The updating of agriculture by the modification of the different forms of human, physical, and organizational capital (as stated mainly by Shultz) is an important research topic and a means for the sustainability even for wine farms.

Thus, our research focus is on the role of female entrepreneurs in using their specific capabilities and skills for the sustainability of their farms and the territories where they live and make business.
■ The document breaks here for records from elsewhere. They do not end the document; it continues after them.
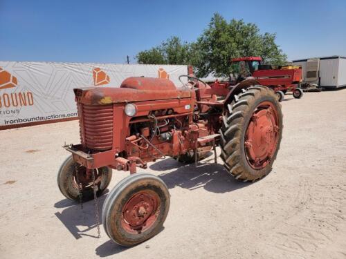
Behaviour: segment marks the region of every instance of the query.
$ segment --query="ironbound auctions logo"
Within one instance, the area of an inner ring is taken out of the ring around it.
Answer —
[[[16,87],[17,85],[17,77],[0,68],[0,89]],[[34,98],[31,92],[0,94],[0,108],[21,107],[33,104]]]

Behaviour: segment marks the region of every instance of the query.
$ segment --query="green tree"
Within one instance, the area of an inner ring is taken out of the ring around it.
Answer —
[[[275,43],[275,35],[260,33],[254,23],[232,19],[229,23],[216,13],[203,33],[192,44],[190,61],[197,68],[197,75],[210,73],[228,77],[232,73],[230,59],[260,56],[264,63],[283,64],[286,59]]]
[[[182,42],[178,37],[172,37],[160,46],[137,54],[138,64],[187,64],[190,45]]]
[[[161,45],[140,52],[138,64],[191,64],[198,77],[209,74],[228,77],[233,72],[230,59],[260,56],[265,64],[282,65],[286,56],[275,44],[276,35],[261,34],[254,23],[232,19],[228,22],[215,13],[208,28],[195,42],[183,42],[172,37]]]

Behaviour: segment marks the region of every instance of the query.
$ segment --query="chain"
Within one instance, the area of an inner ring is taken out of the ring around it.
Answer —
[[[78,185],[78,198],[80,199],[80,209],[83,209],[83,202],[82,202],[82,195],[83,195],[83,188],[82,186],[82,183],[80,182],[79,176],[78,176],[78,166],[77,163],[75,163],[75,180],[77,180],[77,184]]]
[[[93,170],[93,200],[95,202],[95,215],[96,218],[96,225],[98,226],[98,238],[100,238],[101,237],[100,231],[100,217],[98,215],[98,195],[96,194],[97,189],[98,189],[98,186],[95,184],[95,169]]]

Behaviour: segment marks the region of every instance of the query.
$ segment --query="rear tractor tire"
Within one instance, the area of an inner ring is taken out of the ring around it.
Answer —
[[[282,135],[282,113],[275,93],[263,86],[251,86],[233,102],[220,129],[221,157],[227,171],[244,182],[268,173]]]
[[[156,235],[170,209],[170,193],[163,181],[149,173],[130,175],[108,195],[102,224],[108,236],[131,247]]]
[[[293,90],[292,95],[295,99],[300,99],[303,95],[303,90],[301,88],[296,88]]]
[[[93,198],[92,172],[88,171],[89,169],[74,162],[72,155],[64,161],[59,169],[57,179],[59,189],[66,198],[79,201],[80,189],[77,183],[76,168],[78,182],[82,186],[82,200],[86,202],[92,200]],[[98,196],[101,195],[109,184],[111,173],[111,169],[106,166],[95,170],[95,183],[98,187],[96,193]]]

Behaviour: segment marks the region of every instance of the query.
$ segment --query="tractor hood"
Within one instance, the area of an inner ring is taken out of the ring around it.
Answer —
[[[76,102],[88,105],[102,105],[167,99],[194,97],[194,91],[177,88],[169,79],[129,77],[120,88],[87,87],[73,89]]]

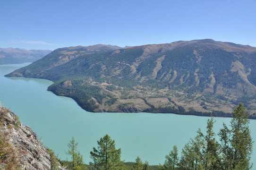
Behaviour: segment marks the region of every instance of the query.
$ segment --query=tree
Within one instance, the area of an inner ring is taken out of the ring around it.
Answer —
[[[179,163],[179,170],[203,169],[202,165],[203,144],[202,137],[199,135],[197,135],[194,139],[190,139],[182,148]]]
[[[69,168],[74,170],[80,170],[85,169],[85,167],[84,166],[83,161],[83,155],[80,154],[80,152],[77,151],[78,142],[76,142],[74,137],[72,137],[71,140],[68,144],[68,146],[69,149],[68,152],[66,152],[66,154],[69,155],[71,157],[71,164],[67,165]]]
[[[165,158],[164,163],[162,166],[160,166],[160,169],[174,170],[175,166],[178,165],[179,162],[178,148],[176,145],[173,146],[173,149],[170,151],[169,154],[165,156]]]
[[[133,165],[133,170],[143,170],[143,163],[142,161],[140,159],[140,157],[138,156],[137,158],[135,160],[136,162]]]
[[[123,163],[120,161],[121,149],[116,149],[115,141],[106,134],[97,143],[97,149],[94,147],[90,153],[90,157],[93,161],[90,164],[102,170],[121,169]]]
[[[143,165],[143,170],[149,170],[149,165],[147,161],[145,161],[145,163]]]
[[[224,170],[249,170],[253,141],[249,129],[249,120],[242,103],[234,109],[230,129],[223,124],[219,133]]]
[[[204,169],[217,170],[218,169],[220,158],[219,149],[218,143],[215,138],[215,133],[213,128],[214,121],[213,118],[208,119],[207,122],[206,134],[204,135],[199,130],[197,131],[199,136],[204,140],[202,154]]]

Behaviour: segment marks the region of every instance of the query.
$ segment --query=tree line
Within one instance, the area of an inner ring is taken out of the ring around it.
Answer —
[[[121,149],[116,149],[115,141],[107,134],[97,141],[97,147],[90,152],[92,161],[89,165],[84,163],[83,156],[77,150],[78,143],[73,137],[66,152],[71,156],[71,160],[60,162],[70,170],[250,170],[254,141],[249,129],[248,115],[242,103],[234,108],[230,128],[223,123],[223,128],[216,134],[213,130],[215,121],[212,117],[207,120],[205,133],[199,128],[196,136],[191,138],[182,149],[179,156],[177,146],[173,146],[165,156],[163,164],[160,164],[156,169],[155,166],[150,169],[148,162],[143,163],[139,156],[135,162],[127,166],[120,160]],[[216,139],[216,135],[220,138],[219,141]]]

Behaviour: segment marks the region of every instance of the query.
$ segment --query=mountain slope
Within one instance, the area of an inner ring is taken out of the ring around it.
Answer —
[[[27,50],[12,48],[0,48],[0,64],[33,62],[51,52],[50,50]]]
[[[43,146],[31,128],[0,107],[1,170],[65,170],[53,152]]]
[[[85,51],[57,49],[7,76],[51,80],[49,90],[90,111],[206,115],[244,102],[255,116],[255,47],[205,39]]]

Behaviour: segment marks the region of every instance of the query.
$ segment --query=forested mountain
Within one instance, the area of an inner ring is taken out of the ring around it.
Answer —
[[[50,53],[51,50],[0,48],[0,64],[33,62]]]
[[[7,76],[52,80],[49,90],[90,111],[228,116],[243,102],[256,117],[255,47],[211,39],[89,47],[57,49]]]

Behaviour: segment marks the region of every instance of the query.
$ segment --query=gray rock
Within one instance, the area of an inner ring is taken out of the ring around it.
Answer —
[[[7,114],[6,114],[6,112]],[[51,170],[51,156],[39,141],[30,127],[21,124],[17,129],[15,115],[7,109],[0,107],[0,118],[3,118],[0,135],[5,135],[16,150],[22,170]],[[65,170],[60,164],[60,170]]]

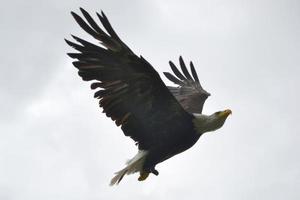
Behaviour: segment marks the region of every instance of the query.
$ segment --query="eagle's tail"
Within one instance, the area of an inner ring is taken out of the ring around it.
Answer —
[[[148,151],[144,151],[144,150],[139,150],[139,152],[129,161],[127,161],[127,166],[116,172],[115,176],[111,179],[110,181],[110,186],[113,185],[118,185],[120,183],[120,181],[123,179],[124,175],[127,174],[133,174],[135,172],[141,172],[143,170],[143,165],[144,165],[144,161],[145,158],[148,154]]]

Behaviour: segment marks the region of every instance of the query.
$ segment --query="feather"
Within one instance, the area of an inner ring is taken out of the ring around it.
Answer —
[[[188,79],[188,80],[193,80],[190,73],[188,72],[186,66],[185,66],[185,63],[182,59],[182,57],[180,56],[179,57],[179,64],[180,64],[180,67],[181,67],[181,70],[183,72],[183,74],[185,75],[185,77]]]

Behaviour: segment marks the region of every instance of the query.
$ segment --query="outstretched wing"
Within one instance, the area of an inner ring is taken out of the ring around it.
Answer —
[[[168,86],[169,90],[187,112],[202,113],[204,102],[210,96],[210,93],[202,88],[193,63],[190,62],[193,77],[188,72],[181,56],[179,57],[179,64],[183,74],[172,61],[169,64],[175,76],[169,72],[164,72],[164,74],[170,81],[179,86]]]
[[[149,149],[172,137],[170,134],[181,128],[178,122],[190,114],[177,102],[154,68],[120,40],[103,12],[97,16],[106,32],[84,9],[80,10],[85,20],[74,12],[71,14],[104,48],[73,36],[78,43],[66,42],[79,52],[68,55],[77,59],[73,64],[83,80],[96,80],[91,88],[100,89],[95,98],[100,99],[103,112],[121,126],[140,149]]]

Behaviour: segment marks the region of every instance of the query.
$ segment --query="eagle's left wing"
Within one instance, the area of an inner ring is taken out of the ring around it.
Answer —
[[[204,102],[207,97],[210,96],[210,93],[202,88],[193,63],[190,62],[190,68],[193,77],[187,70],[181,56],[179,57],[179,64],[183,74],[178,70],[172,61],[170,61],[169,64],[175,76],[169,72],[164,72],[164,75],[170,81],[179,86],[168,86],[169,90],[187,112],[202,113]]]

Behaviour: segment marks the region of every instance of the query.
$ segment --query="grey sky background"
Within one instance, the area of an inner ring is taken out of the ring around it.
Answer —
[[[158,177],[109,187],[137,150],[66,56],[70,33],[93,41],[70,15],[80,6],[161,75],[193,60],[204,112],[233,111],[225,126]],[[299,1],[9,1],[0,24],[1,200],[300,199]]]

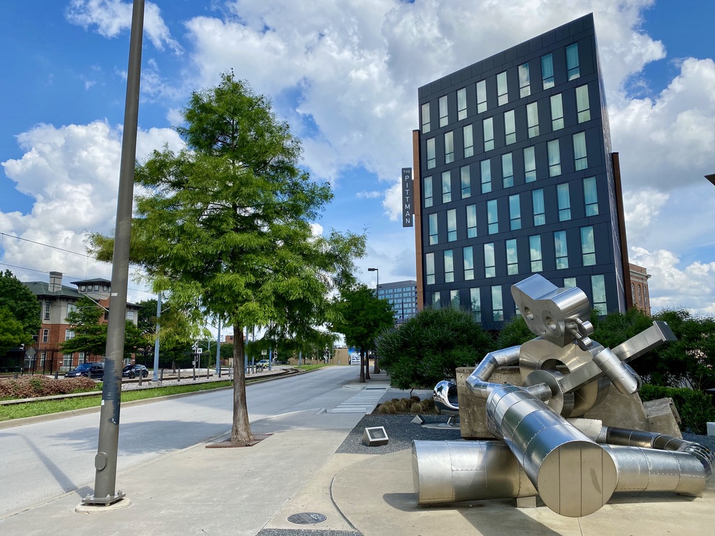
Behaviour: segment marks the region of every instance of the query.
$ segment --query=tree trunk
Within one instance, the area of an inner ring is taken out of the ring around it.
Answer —
[[[233,333],[233,424],[231,427],[231,442],[248,443],[253,440],[253,434],[251,433],[246,405],[246,369],[243,363],[242,327],[235,325]]]

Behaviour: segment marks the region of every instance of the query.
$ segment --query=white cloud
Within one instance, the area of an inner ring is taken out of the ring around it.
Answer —
[[[648,269],[651,307],[687,307],[694,312],[715,314],[715,262],[692,262],[680,268],[679,256],[666,249],[648,251],[631,247],[631,262]]]
[[[24,154],[1,165],[5,174],[17,183],[17,189],[35,202],[28,214],[0,213],[0,228],[11,229],[9,234],[24,239],[4,240],[3,262],[31,265],[42,272],[56,270],[72,277],[109,279],[109,265],[89,260],[82,254],[87,231],[114,232],[121,128],[102,121],[60,127],[39,124],[17,139]],[[172,129],[139,131],[137,157],[141,159],[165,144],[174,149],[182,146]],[[16,275],[24,280],[42,279],[32,272],[20,270]]]
[[[72,0],[67,7],[67,20],[84,29],[96,26],[104,37],[117,37],[132,27],[132,2],[121,0]],[[144,9],[144,31],[159,50],[167,45],[176,54],[182,47],[171,36],[156,4],[147,2]]]

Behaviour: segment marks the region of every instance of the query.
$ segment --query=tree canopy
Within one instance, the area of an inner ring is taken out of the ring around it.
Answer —
[[[386,299],[378,299],[364,284],[344,289],[335,303],[339,317],[332,323],[332,329],[342,333],[348,346],[359,349],[364,362],[365,354],[376,348],[378,336],[395,325],[392,306]],[[365,363],[363,365],[360,378],[365,382]]]
[[[327,294],[335,282],[353,279],[365,237],[313,234],[330,186],[299,167],[300,141],[247,83],[222,75],[192,94],[183,116],[177,130],[187,148],[155,151],[137,167],[130,259],[155,292],[168,291],[167,304],[188,319],[192,337],[206,315],[233,327],[231,441],[247,442],[243,328],[296,333],[325,322]],[[91,237],[105,260],[112,243]]]
[[[10,270],[0,272],[0,355],[10,348],[32,342],[42,321],[41,306]]]
[[[378,339],[380,362],[399,389],[454,379],[458,367],[473,367],[493,349],[481,324],[454,307],[428,307]]]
Our research questions are as follows:

– Do women have a specific attitude in making business in the Italian wine industry?

– Are they able to perform feasible farming and marketing decisions in order to design a sustainable development of their business?

– Can they reconcile their family responsibilities to perform a charismatic leadership?

In order to find data useful to answer the research questions, we made two case studies following the qualitative method, gathering informations indirectly from press and the Web and directly from face-to-face interviews (Tremblay 1955; Kvale 1996; Marshall 1996; Bradburn et al. 2004) to women entrepreneurs engaged in the managing of vineyards and wine farms.

We have chosen to perform the interviews in two quite dissimilar Italian regions: Tuscany and Sardinia, which do actually represent very far wine poles in the Italian panorama. Thus, the comparison will help us in verifying the female behavior and the women perception of their own managerial “diversity” in utmost different socioeconomic environments.